How can we figure out how to get at the data in our ExpressionProfile class?
Create an instance of the class:
import cdt
data = cdt.ExpressionProfile("supp2data.cdt")
IPython's ? tells us:
data?
?? tells us more, including the source code for the class, which is enough to remember the names of the member variables
data??
So, e.g., we can get at the gene list like this:
data.geneName[:10]
We can use dir to get a list of an object's attributes:
dir(data)
dir() with no arguments lists all top-level objects. For IPython in --pylab mode, this is a very long list.
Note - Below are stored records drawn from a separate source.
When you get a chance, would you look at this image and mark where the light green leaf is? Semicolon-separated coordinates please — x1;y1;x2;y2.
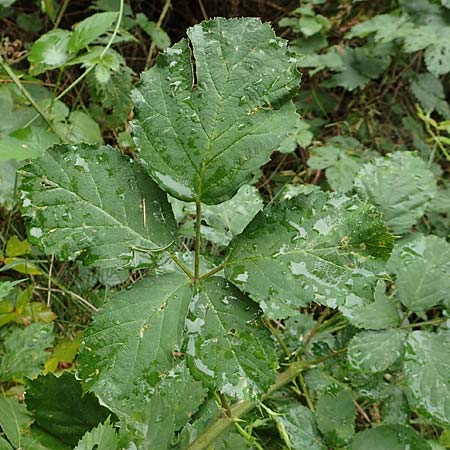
355;152;436;234
74;419;118;450
136;13;170;50
274;403;327;450
347;328;406;373
316;386;356;450
340;280;400;330
349;425;431;450
411;73;450;119
169;185;263;245
78;274;192;411
186;277;277;398
21;144;175;267
0;323;53;381
28;28;71;75
27;372;109;447
132;18;300;204
308;136;363;193
225;192;392;318
0;396;32;448
67;12;118;53
404;331;450;425
387;235;450;312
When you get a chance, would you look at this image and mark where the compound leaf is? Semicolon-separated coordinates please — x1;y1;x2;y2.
355;152;437;234
74;419;118;450
316;386;356;447
27;372;109;447
132;18;300;204
186;277;277;398
0;323;54;381
347;328;405;373
225;192;393;318
0;396;32;448
387;235;450;312
21;144;176;267
349;425;431;450
404;331;450;425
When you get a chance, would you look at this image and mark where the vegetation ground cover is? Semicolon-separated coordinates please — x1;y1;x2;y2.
0;0;450;450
More useful is the IPython magic %who, which lists all top-level objects that we explicitly created.
%who
We can also use help to view an object's docstrings (again, we haven't defined any for ExpressionProfile, so its help output is terse).
help(data)
reload(cdt)
data = cdt.ExpressionProfile("supp2data.cdt")
help(data)
After defining ExpressionProfile.num with a @property decorator, so that we could add a docstring to it.
reload(cdt)
data = cdt.ExpressionProfile("supp2data.cdt")
help(data)
data.num[5][5:10]
At this point, we rolled back the @property change to cdt.py to avoid confusion (too late?)
Load the pearson function from the example on the website
import stats
reload(stats)
from stats import pearson
Our first try at a function to calculate the pairwise correlations.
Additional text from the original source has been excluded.